Tyreek Hill wielokrotnie pojawiał się w nagłówkach gazet w ostatnich miesiącach. W nadchodzącym sezonie chce jednak ponownie zabłysnąć na boisku.
W ostatnich miesiącach nie było spokojnie wokół Tyreeka Hilla. Po zakończeniu rozczarowującego sezonu NFL 2024 ogłosił, że chce opuścić Miami Dolphins, ale później złagodził swoje stanowisko.
W życiu prywatnym również nie było spokojnie – po gwałtownej kłótni z żoną Keetą Vaccaro do domu Hilla musiała interweniować policja. Według doniesień medialnych dzień później Vaccaro złożyła wniosek o rozwód.
Ponadto 31-latek musiał poddać się operacji nadgarstka, która jednak zakończyła się sukcesem. Jak wyjaśnił Hill w środę, nie odczuwa już bólu. Poza tym patrzy przed siebie, a nie za siebie.
Hill ogłosił, że chce ponownie odgrywać dominującą rolę na boisku. „Każdego dnia staram się udowodnić, że jestem jednym z graczy, na których drużyna może polegać w decydujących momentach” – powiedział.

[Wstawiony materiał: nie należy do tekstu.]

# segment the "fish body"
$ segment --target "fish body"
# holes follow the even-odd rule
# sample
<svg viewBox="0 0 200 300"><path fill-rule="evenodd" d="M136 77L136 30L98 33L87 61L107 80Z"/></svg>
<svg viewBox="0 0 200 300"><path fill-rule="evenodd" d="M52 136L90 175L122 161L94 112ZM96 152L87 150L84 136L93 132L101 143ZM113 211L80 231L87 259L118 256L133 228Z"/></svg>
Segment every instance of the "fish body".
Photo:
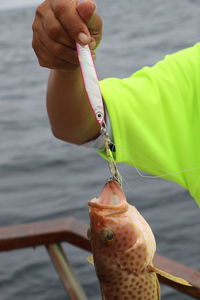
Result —
<svg viewBox="0 0 200 300"><path fill-rule="evenodd" d="M160 299L157 275L148 268L156 251L153 232L127 203L118 183L107 182L89 206L90 241L102 299Z"/></svg>
<svg viewBox="0 0 200 300"><path fill-rule="evenodd" d="M157 274L191 286L153 266L153 232L138 210L128 204L116 181L107 182L100 196L88 205L88 238L103 300L159 300Z"/></svg>

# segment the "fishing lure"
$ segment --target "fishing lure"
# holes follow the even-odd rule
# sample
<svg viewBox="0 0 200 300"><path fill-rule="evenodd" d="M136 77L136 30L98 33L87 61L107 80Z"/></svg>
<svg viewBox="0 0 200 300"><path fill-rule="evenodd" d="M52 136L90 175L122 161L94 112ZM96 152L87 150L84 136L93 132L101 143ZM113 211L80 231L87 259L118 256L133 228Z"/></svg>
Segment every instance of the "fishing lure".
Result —
<svg viewBox="0 0 200 300"><path fill-rule="evenodd" d="M122 185L122 177L119 173L109 146L111 144L111 140L106 128L103 99L101 96L99 81L90 49L88 45L82 46L78 43L76 44L76 47L85 91L87 93L90 106L94 112L94 116L101 127L101 134L105 143L105 151L108 159L109 169L112 174L112 178Z"/></svg>

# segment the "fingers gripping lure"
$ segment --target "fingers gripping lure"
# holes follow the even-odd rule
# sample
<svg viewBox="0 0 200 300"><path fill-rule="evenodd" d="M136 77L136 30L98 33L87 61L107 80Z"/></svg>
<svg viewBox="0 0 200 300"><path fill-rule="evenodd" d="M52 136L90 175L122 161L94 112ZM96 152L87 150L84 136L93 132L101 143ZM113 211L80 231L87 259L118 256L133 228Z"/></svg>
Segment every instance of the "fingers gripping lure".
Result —
<svg viewBox="0 0 200 300"><path fill-rule="evenodd" d="M106 129L104 105L91 52L88 45L82 46L77 43L76 47L85 91L87 93L88 100L91 105L92 111L95 115L95 118L101 127L101 133L103 135L105 143L105 151L106 156L108 158L110 172L112 174L112 178L118 181L120 185L122 185L121 175L117 169L117 165L113 157L112 151L110 150L111 140Z"/></svg>

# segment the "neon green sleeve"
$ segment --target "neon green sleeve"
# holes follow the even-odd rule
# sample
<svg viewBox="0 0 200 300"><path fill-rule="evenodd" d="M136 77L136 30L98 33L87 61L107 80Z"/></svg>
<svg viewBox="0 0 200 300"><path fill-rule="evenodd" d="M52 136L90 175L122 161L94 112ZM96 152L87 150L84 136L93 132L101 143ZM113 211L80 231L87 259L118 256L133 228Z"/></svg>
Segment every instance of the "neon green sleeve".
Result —
<svg viewBox="0 0 200 300"><path fill-rule="evenodd" d="M200 44L100 86L116 161L167 174L200 205Z"/></svg>

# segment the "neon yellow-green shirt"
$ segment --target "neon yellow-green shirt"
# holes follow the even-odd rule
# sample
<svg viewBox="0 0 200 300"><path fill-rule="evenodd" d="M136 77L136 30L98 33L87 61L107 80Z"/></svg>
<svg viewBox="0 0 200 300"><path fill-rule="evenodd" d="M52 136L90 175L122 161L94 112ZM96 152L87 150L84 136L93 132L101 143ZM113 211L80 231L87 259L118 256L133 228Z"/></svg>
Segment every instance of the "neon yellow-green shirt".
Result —
<svg viewBox="0 0 200 300"><path fill-rule="evenodd" d="M200 44L100 87L116 162L168 174L200 205Z"/></svg>

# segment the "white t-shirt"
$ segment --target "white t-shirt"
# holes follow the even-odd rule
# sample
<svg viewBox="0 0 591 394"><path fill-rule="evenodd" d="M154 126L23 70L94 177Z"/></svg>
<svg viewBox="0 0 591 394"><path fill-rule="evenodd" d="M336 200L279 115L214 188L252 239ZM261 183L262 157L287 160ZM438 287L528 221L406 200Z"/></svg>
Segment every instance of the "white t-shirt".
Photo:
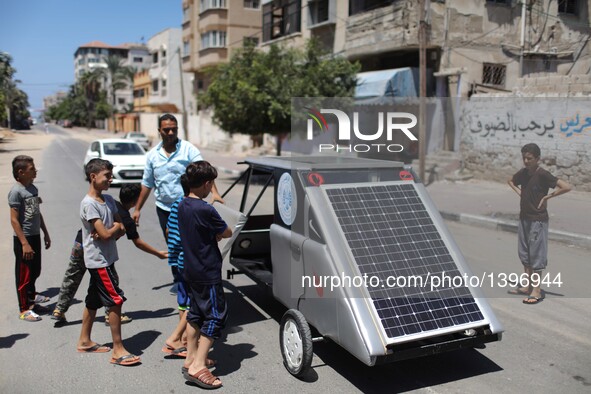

Nie myśli o odejściu: Hill chce się wykazać
To, że po zakończeniu sezonu ogłosił swoje odejście, mówiąc „Odchodzę” i wyraźnie zirytowany, zostało już zapomniane. „Emocje były wtedy bardzo silne. Ostatecznie chodzi mi tylko o to, aby patrzeć przed siebie” – powiedział Hill.
Chce się wykazać i pokazać kolegom z drużyny, „że nadal jestem jednym z nich” – wyjaśnił zwycięzca Super Bowl z 2020 roku, który wówczas grał w Kansas City Chiefs.
Ale co jeszcze ma do zaoferowania sześciokrotny uczestnik All-Pro? W 2024 roku po raz pierwszy od sezonu Super Bowl nie przekroczył granicy 1000 jardów zdobytych po podaniu, ale wtedy opuścił kilka meczów. W zeszłym roku było inaczej.
W porównaniu z 2023 r. jego liczba jardów zdobytych i przyłożeń zmniejszyła się niemal o połowę, co wynikało również z długiej nieobecności rozgrywającego Tua Tagovailoa. Z wynikiem 8-9 Dolphins ostatecznie nie zakwalifikowali się do playoffów.
Teraz to już przeszłość, Hill postawił sobie nowy cel: przynajmniej spróbować przekroczyć granicę 2000 jardów zdobytych w sezonie. Jego osobisty rekord to 1799 jardów z sezonu 2023.